Adolescentes executados na Coreia do Norte por assistirem a “Squid Game”, denuncia Amnistia Internacional

Relatório Denuncia Execuções de Adolescentes na Coreia do Norte por Consumo de Conteúdos Estrangeiros

A Amnistia Internacional denunciou esta semana graves violações de direitos humanos na Coreia do Norte, incluindo a execução pública de adolescentes acusados de assistir e partilhar conteúdos culturais estrangeiros, como a série sul-coreana de sucesso mundial Squid Game.

As revelações constam de um relatório baseado em 25 entrevistas com cidadãos que conseguiram fugir do país. Os testemunhos descrevem um ambiente de repressão extrema, no qual o regime pune severamente qualquer contacto com produções culturais externas, sobretudo provenientes da Coreia do Sul.

Um dos relatos mais perturbadores refere-se à execução pública de dois adolescentes, alegadamente mortos por terem visto e distribuído a série Squid Game entre colegas. O caso terá ocorrido na província de Ryanggang, região próxima da fronteira com a China, embora a data exata do episódio não tenha sido possível confirmar.

De acordo com a organização de defesa dos direitos humanos, assistir a dramas sul-coreanos, conhecidos como K-dramas, ou ouvir música K-pop pode resultar em punições que variam entre humilhação pública, trabalhos forçados e, em casos considerados graves, a pena de morte. Artistas mundialmente conhecidos, como o grupo BTS, estão entre os conteúdos proibidos pelo regime.

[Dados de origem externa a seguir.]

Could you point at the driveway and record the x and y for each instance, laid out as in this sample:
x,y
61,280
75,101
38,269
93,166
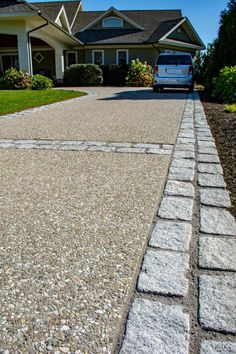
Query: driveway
x,y
114,115
75,224
104,241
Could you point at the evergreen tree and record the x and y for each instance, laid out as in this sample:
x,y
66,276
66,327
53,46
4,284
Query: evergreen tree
x,y
222,52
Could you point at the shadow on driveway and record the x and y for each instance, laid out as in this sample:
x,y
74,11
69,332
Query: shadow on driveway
x,y
146,94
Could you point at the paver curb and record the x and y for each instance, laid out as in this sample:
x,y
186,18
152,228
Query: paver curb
x,y
192,217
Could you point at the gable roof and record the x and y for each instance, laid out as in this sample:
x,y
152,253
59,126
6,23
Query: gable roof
x,y
52,9
163,29
115,12
149,20
14,6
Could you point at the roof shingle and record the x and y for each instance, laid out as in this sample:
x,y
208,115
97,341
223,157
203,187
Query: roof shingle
x,y
52,9
150,20
14,6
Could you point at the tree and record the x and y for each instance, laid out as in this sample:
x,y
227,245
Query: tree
x,y
222,51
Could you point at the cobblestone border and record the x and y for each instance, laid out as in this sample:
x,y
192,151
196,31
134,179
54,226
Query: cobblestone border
x,y
48,106
95,146
185,294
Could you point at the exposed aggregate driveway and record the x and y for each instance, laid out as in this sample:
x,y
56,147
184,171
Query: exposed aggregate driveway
x,y
75,224
115,115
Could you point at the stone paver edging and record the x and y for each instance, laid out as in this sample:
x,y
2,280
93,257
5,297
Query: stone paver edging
x,y
183,299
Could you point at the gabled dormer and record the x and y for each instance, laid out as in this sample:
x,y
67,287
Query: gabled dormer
x,y
184,33
62,19
112,18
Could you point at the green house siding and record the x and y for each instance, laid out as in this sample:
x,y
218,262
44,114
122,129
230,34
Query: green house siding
x,y
144,54
81,56
47,65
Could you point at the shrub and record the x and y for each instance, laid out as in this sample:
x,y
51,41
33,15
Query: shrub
x,y
114,75
140,74
83,74
15,79
224,86
40,82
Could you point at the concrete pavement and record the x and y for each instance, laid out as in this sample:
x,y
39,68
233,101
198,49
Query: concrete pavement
x,y
82,197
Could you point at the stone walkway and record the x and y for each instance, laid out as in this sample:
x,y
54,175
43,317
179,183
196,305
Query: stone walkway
x,y
186,291
184,300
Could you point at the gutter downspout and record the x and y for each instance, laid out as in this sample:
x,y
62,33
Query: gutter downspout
x,y
29,43
157,49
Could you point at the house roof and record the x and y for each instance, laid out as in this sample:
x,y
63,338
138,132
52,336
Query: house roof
x,y
163,28
14,6
150,20
52,9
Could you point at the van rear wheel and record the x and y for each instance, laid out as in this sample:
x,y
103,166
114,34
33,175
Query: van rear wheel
x,y
191,88
155,89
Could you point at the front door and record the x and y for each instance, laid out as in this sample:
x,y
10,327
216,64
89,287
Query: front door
x,y
10,61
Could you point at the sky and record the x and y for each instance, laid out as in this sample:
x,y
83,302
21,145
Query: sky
x,y
203,14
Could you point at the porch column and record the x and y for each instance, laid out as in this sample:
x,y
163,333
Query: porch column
x,y
59,63
24,52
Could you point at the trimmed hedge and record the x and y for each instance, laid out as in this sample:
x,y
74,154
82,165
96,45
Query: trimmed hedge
x,y
40,82
14,79
83,75
114,75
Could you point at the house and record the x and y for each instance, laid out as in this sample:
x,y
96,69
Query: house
x,y
45,37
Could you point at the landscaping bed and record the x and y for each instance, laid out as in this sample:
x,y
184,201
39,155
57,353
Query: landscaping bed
x,y
17,100
223,127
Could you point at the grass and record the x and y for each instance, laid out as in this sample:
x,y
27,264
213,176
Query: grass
x,y
17,100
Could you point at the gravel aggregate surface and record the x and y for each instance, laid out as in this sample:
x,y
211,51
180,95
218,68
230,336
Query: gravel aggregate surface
x,y
115,114
73,228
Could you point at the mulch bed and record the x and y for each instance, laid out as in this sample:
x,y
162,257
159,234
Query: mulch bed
x,y
223,127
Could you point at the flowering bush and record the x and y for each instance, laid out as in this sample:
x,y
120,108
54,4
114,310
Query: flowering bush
x,y
139,74
40,82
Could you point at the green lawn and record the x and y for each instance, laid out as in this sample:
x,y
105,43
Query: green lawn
x,y
17,100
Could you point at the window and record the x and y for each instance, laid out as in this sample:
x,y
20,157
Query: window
x,y
174,60
112,22
71,58
98,57
122,57
8,61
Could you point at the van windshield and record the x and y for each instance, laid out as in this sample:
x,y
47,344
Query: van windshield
x,y
174,60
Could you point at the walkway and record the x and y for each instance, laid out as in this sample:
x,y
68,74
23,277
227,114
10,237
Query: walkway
x,y
81,186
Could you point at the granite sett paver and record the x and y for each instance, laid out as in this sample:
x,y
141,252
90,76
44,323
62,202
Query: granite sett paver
x,y
217,299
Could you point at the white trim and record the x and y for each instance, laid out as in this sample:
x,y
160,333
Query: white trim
x,y
117,13
172,30
15,54
62,13
76,56
76,13
172,42
113,46
98,50
117,55
113,17
185,19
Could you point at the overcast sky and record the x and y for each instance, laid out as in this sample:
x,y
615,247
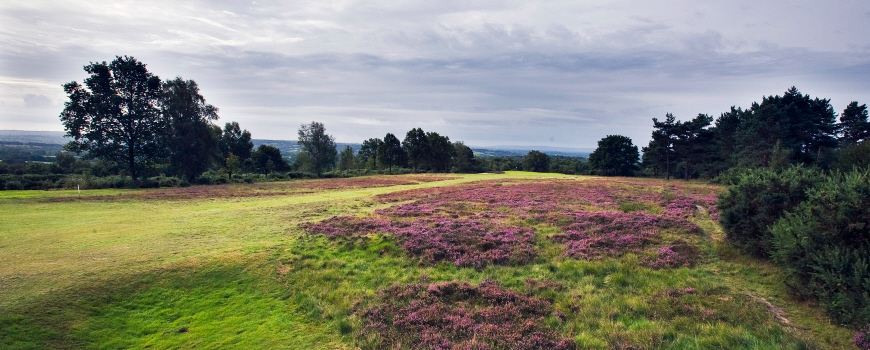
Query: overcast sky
x,y
531,73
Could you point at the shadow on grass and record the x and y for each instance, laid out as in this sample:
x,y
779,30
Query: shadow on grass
x,y
213,304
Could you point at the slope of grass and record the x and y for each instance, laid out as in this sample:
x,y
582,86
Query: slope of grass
x,y
151,270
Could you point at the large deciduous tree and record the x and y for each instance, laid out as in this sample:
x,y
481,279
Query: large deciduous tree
x,y
440,152
319,146
391,152
616,155
368,154
191,143
416,146
536,161
115,115
237,142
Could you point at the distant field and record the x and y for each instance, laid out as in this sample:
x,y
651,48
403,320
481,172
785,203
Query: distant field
x,y
379,262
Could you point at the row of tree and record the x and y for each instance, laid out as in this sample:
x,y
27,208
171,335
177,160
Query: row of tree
x,y
781,130
124,114
421,151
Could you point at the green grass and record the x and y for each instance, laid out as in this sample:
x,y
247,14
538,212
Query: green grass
x,y
118,272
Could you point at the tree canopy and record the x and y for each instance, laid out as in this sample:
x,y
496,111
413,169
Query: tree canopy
x,y
115,115
319,146
616,155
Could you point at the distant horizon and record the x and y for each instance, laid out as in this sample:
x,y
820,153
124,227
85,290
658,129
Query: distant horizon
x,y
546,73
493,147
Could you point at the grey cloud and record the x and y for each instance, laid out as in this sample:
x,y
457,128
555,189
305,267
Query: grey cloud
x,y
36,101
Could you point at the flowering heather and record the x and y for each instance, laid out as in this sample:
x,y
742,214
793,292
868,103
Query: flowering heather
x,y
528,197
680,254
467,242
458,315
464,242
862,338
593,235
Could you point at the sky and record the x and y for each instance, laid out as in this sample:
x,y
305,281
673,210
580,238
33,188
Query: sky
x,y
527,73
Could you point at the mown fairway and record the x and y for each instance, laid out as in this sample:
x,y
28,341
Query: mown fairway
x,y
588,262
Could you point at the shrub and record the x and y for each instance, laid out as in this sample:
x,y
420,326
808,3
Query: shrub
x,y
862,338
824,246
756,198
458,315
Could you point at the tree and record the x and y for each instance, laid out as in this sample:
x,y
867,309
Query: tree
x,y
190,142
694,144
416,147
346,160
440,152
805,126
369,152
115,115
853,123
463,160
660,152
319,146
616,155
391,152
236,141
536,161
267,159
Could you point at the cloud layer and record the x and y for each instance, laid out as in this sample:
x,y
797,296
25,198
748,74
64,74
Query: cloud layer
x,y
549,73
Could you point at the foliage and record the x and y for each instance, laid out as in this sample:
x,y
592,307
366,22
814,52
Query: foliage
x,y
441,151
804,125
416,146
192,143
862,338
756,199
616,155
824,246
115,115
267,159
660,154
319,146
536,161
236,141
369,152
391,152
346,160
463,160
459,315
852,156
854,125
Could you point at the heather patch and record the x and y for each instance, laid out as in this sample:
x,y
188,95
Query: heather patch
x,y
525,200
458,315
463,242
593,235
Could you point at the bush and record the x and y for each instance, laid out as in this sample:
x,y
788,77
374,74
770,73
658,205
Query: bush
x,y
824,246
862,338
756,198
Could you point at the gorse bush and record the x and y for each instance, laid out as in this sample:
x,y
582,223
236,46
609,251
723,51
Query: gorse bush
x,y
756,198
824,246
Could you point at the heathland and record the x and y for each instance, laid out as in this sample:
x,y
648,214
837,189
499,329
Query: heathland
x,y
501,261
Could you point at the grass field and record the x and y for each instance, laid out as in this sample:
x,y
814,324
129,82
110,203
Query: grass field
x,y
267,266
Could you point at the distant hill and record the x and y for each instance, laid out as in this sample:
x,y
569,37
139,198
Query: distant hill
x,y
289,148
27,136
502,151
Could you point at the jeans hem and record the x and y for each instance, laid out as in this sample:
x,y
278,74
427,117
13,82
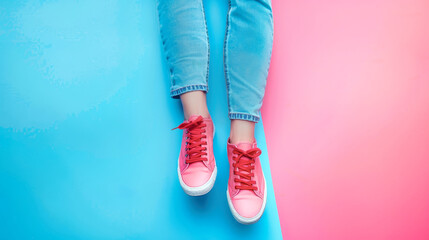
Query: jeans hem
x,y
244,116
199,87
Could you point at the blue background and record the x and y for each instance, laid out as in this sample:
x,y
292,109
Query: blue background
x,y
86,149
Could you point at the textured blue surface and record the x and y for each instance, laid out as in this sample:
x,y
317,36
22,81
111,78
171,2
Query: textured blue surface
x,y
86,149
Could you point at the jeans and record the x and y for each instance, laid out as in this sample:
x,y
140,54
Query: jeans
x,y
247,51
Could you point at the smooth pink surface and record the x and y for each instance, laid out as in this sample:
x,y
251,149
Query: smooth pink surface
x,y
346,116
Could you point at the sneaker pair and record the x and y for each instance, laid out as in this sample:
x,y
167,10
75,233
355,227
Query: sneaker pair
x,y
246,192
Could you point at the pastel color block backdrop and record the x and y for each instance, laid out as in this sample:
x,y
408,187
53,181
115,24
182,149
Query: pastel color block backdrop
x,y
346,115
86,147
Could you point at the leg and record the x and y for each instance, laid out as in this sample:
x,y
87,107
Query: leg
x,y
185,40
248,45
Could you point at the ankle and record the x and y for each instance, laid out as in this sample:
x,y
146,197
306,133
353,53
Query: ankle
x,y
194,103
242,131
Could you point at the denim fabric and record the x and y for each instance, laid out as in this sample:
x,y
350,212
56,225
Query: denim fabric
x,y
247,51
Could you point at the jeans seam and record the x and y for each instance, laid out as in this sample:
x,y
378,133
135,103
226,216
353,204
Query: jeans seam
x,y
188,88
208,45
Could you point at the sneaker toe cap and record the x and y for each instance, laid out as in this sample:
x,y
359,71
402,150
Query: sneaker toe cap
x,y
247,207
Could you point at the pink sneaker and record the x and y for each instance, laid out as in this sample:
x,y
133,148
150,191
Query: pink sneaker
x,y
197,167
247,191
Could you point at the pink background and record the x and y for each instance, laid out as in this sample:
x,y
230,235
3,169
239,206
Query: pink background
x,y
346,115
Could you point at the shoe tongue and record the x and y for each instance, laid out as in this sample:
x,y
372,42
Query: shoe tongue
x,y
244,145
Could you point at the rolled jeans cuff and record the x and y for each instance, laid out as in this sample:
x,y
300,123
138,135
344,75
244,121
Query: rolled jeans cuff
x,y
177,92
244,116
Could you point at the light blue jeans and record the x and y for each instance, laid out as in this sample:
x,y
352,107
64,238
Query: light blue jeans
x,y
247,51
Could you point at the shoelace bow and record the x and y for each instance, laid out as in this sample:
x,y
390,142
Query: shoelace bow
x,y
195,133
244,164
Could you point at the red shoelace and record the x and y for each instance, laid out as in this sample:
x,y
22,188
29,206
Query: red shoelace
x,y
244,164
196,147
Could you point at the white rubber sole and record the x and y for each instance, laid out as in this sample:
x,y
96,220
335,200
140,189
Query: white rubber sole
x,y
201,190
244,220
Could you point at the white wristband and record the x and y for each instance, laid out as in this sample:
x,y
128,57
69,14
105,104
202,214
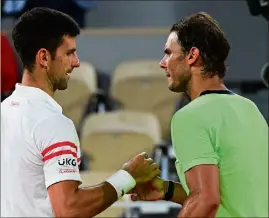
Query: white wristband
x,y
122,181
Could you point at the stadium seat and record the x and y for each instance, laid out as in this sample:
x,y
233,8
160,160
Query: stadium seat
x,y
142,85
110,139
81,86
94,178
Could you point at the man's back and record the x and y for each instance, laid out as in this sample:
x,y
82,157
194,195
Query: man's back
x,y
239,136
26,175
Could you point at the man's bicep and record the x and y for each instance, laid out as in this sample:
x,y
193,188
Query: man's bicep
x,y
192,143
204,181
59,148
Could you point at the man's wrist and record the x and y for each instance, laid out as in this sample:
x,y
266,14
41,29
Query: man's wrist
x,y
168,190
122,181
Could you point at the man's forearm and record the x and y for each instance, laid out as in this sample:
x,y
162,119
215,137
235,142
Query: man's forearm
x,y
90,201
179,194
197,206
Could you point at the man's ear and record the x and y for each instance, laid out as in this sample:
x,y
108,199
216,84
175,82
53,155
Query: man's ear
x,y
193,55
43,57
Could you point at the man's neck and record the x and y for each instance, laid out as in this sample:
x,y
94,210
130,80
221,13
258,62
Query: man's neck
x,y
36,80
199,85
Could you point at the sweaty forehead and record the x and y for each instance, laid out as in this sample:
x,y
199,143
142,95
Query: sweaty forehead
x,y
69,42
171,40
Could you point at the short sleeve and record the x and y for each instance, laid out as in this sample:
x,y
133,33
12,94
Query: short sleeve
x,y
191,142
58,144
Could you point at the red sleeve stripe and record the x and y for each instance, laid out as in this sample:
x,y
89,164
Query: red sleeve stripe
x,y
57,145
59,153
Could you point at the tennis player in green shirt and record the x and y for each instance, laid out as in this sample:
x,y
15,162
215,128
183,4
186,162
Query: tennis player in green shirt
x,y
220,138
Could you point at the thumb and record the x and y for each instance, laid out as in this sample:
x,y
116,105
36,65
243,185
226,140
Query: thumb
x,y
135,197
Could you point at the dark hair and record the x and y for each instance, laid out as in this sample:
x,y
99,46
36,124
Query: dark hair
x,y
200,30
41,28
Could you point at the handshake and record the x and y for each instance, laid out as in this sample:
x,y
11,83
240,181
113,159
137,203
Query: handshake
x,y
149,186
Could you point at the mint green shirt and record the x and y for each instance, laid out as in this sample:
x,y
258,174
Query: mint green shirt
x,y
229,131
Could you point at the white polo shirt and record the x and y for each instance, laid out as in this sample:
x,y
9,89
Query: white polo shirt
x,y
39,147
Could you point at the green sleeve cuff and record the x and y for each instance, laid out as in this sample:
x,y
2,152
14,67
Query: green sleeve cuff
x,y
199,161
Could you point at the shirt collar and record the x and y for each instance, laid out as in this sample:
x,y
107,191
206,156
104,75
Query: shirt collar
x,y
33,92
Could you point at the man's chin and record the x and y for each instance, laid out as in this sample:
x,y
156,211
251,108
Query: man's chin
x,y
174,88
62,86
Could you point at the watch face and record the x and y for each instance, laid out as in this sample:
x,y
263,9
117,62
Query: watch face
x,y
265,74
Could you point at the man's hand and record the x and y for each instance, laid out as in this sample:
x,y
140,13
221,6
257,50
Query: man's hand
x,y
142,168
150,191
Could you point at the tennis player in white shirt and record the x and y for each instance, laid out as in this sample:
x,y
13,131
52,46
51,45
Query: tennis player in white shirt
x,y
40,153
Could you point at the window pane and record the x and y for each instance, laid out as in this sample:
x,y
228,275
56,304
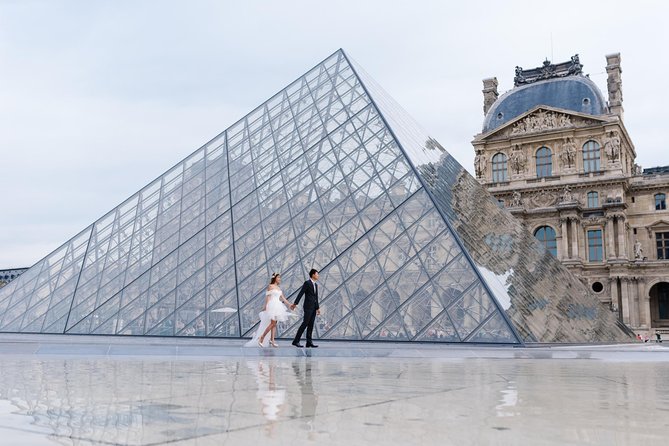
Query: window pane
x,y
546,235
591,156
662,242
544,162
499,171
595,253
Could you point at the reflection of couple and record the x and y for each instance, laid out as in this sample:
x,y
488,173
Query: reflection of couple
x,y
274,311
272,395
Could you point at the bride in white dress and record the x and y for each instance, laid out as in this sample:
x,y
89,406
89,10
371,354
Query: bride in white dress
x,y
273,311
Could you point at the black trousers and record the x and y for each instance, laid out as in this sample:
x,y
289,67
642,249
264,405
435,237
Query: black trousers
x,y
308,324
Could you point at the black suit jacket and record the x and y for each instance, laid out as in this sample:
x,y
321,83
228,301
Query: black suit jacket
x,y
310,296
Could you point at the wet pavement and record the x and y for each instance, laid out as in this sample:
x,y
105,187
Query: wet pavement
x,y
98,390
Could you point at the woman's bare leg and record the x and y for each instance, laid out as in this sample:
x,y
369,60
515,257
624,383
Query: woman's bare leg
x,y
267,330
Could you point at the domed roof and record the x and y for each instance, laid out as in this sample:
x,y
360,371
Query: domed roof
x,y
576,93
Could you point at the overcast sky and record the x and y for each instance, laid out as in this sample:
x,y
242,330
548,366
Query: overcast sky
x,y
97,98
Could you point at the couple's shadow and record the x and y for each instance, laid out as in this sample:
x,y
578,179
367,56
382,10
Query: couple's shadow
x,y
273,390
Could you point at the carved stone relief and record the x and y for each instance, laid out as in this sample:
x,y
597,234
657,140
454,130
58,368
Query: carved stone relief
x,y
543,199
518,160
568,153
543,120
612,146
480,164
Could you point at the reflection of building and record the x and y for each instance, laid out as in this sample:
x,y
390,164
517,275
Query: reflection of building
x,y
7,275
329,173
558,156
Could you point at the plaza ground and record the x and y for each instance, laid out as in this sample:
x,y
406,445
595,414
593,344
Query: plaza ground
x,y
151,391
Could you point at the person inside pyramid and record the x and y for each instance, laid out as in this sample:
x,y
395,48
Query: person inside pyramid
x,y
273,312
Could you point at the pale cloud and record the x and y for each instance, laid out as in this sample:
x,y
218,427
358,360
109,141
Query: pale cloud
x,y
99,98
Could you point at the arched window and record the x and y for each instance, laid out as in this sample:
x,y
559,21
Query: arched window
x,y
499,171
593,200
591,156
544,162
546,235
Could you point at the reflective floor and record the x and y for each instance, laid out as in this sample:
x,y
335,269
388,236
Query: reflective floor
x,y
513,396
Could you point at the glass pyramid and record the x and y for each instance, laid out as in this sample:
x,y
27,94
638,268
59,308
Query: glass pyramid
x,y
329,173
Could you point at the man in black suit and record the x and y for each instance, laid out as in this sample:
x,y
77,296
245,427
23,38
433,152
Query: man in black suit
x,y
311,309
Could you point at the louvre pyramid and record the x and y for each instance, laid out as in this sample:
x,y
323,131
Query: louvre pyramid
x,y
329,173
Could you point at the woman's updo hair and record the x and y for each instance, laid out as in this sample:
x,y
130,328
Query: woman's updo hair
x,y
272,280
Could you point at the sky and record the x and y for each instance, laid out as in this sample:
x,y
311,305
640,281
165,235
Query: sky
x,y
98,98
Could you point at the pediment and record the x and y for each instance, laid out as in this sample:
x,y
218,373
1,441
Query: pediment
x,y
541,119
658,226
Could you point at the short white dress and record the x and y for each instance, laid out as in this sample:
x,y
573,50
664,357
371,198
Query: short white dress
x,y
276,311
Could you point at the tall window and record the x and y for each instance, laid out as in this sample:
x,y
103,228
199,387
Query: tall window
x,y
595,252
544,162
499,171
546,235
591,156
662,242
593,200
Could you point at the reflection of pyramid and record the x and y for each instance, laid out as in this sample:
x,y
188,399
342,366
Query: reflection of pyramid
x,y
329,173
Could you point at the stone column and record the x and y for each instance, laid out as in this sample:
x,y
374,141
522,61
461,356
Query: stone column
x,y
613,285
624,291
634,301
610,238
574,238
565,238
622,237
614,83
644,303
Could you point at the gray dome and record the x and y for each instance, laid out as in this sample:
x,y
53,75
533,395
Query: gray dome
x,y
576,93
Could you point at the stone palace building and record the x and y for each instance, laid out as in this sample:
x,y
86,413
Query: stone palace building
x,y
557,154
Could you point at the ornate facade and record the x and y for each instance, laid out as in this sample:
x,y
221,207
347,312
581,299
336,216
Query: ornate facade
x,y
559,157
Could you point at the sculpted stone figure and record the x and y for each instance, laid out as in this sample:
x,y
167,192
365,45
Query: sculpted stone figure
x,y
638,250
541,121
566,195
480,164
612,146
518,160
568,154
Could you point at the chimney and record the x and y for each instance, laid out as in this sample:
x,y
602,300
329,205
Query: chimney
x,y
614,84
490,94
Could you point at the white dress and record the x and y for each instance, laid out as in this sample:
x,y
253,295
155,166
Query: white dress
x,y
276,311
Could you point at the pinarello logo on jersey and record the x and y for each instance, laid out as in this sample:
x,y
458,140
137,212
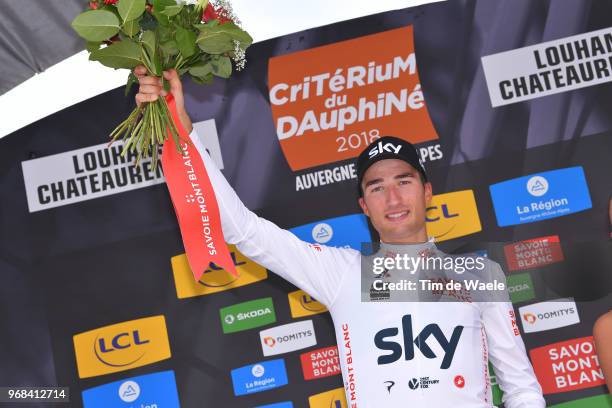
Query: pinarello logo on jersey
x,y
215,279
533,253
567,366
330,102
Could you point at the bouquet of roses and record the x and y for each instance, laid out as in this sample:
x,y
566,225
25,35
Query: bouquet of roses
x,y
196,37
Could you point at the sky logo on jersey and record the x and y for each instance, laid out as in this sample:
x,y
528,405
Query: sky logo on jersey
x,y
320,363
259,377
385,340
121,346
567,366
215,279
302,304
533,253
549,315
151,390
452,215
329,399
540,196
520,287
348,231
285,404
288,337
247,315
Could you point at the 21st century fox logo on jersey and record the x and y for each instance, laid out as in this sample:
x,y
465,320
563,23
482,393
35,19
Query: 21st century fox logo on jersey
x,y
121,346
329,103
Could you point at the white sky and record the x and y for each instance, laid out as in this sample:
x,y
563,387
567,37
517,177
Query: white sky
x,y
47,93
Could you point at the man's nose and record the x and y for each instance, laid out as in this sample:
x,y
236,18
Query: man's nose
x,y
393,196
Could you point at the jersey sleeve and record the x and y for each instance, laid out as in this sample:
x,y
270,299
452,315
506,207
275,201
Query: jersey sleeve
x,y
317,270
507,353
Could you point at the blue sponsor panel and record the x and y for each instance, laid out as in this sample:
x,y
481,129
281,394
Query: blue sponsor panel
x,y
151,390
540,196
346,231
259,377
285,404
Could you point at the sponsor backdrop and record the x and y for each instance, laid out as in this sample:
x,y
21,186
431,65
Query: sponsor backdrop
x,y
508,104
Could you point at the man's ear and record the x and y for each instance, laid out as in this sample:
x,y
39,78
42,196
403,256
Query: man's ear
x,y
363,206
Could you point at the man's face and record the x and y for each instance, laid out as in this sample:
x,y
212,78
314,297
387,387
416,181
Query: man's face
x,y
395,199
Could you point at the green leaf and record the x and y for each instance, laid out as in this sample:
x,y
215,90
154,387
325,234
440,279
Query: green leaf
x,y
185,41
160,5
214,43
132,27
96,25
158,8
130,9
202,80
222,67
169,47
171,11
148,40
148,22
150,46
122,54
201,69
236,33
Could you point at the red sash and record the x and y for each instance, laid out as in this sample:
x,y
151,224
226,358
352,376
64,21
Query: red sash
x,y
194,203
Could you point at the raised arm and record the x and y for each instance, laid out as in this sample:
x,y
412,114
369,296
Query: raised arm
x,y
318,270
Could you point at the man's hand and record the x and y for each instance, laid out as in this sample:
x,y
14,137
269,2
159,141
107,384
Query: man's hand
x,y
151,88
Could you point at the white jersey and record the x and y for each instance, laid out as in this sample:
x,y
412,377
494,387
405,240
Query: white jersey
x,y
407,354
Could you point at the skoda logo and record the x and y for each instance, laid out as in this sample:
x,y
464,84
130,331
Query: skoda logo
x,y
537,186
322,233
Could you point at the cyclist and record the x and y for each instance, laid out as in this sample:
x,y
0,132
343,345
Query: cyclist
x,y
393,354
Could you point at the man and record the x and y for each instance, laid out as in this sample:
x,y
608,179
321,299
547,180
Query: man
x,y
410,354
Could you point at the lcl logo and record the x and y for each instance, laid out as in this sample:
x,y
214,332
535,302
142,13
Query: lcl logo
x,y
121,341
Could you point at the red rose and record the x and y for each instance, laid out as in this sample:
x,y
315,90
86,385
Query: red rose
x,y
210,13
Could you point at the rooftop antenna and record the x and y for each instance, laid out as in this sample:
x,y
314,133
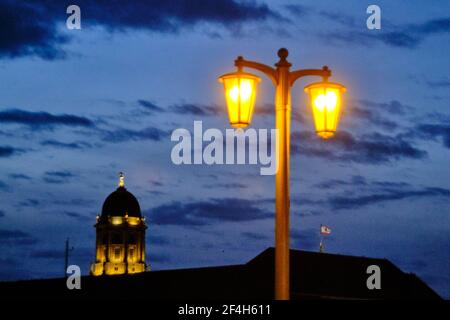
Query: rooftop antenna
x,y
121,180
66,256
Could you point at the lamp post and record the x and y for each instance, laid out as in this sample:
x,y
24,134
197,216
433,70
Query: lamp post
x,y
240,93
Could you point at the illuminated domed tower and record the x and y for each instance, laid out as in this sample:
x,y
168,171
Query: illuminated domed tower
x,y
120,244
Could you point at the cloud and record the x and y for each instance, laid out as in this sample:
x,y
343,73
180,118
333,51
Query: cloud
x,y
254,236
149,106
200,213
47,254
360,182
3,186
66,145
43,120
375,148
333,183
19,176
57,177
408,36
8,151
29,203
32,28
297,10
195,110
15,237
76,216
432,132
444,83
158,257
231,185
373,117
123,135
345,202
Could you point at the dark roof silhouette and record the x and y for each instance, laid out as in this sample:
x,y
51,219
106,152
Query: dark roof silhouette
x,y
120,203
313,276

Relatórios anteriores da imprensa sul-coreana já haviam apontado para condenações de jovens estudantes surpreendidos a ouvir e dançar músicas de K-pop. Em alguns casos, os adolescentes pertenciam a organizações juvenis ligadas ao próprio Estado, o que não impediu a aplicação de sanções severas.

Crianças forçadas a assistir a execuções

O relatório da Amnistia Internacional indica ainda que crianças e jovens são frequentemente obrigados a presenciar execuções públicas como parte da chamada “educação ideológica”. Segundo os testemunhos recolhidos, escolas inteiras eram mobilizadas para assistir a esses atos, reunindo multidões com o objetivo de incutir medo e obediência.

Uma das entrevistadas, que deixou a Coreia do Norte em 2019, relatou ter sido levada pela escola, ainda adolescente, para assistir a uma execução por fuzilamento. Segundo ela, as autoridades deixavam claro que o destino das vítimas poderia ser o mesmo de qualquer pessoa que consumisse conteúdos proibidos.

Repressão e corrupção no sistema

Há décadas, o regime norte-coreano utiliza uma unidade especial conhecida como Grupo 109 para combater o acesso a conteúdos estrangeiros. Este grupo tem poderes para realizar buscas domiciliárias e revistas sem mandado judicial. Contudo, o relatório aponta para práticas generalizadas de corrupção, com agentes a exigirem subornos em troca de redução de penas ou libertação.

Paradoxalmente, vários desertores afirmam que o consumo de conteúdos estrangeiros é comum até entre membros do próprio sistema. Funcionários do Estado, quadros do Partido e agentes de segurança assistiriam a esses conteúdos de forma discreta, apesar de liderarem as operações de repressão.

A Amnistia Internacional informou ter comunicado as conclusões às autoridades norte-coreanas, solicitando esclarecimentos. Até ao momento, não houve qualquer resposta oficial por parte do governo de Pyongyang.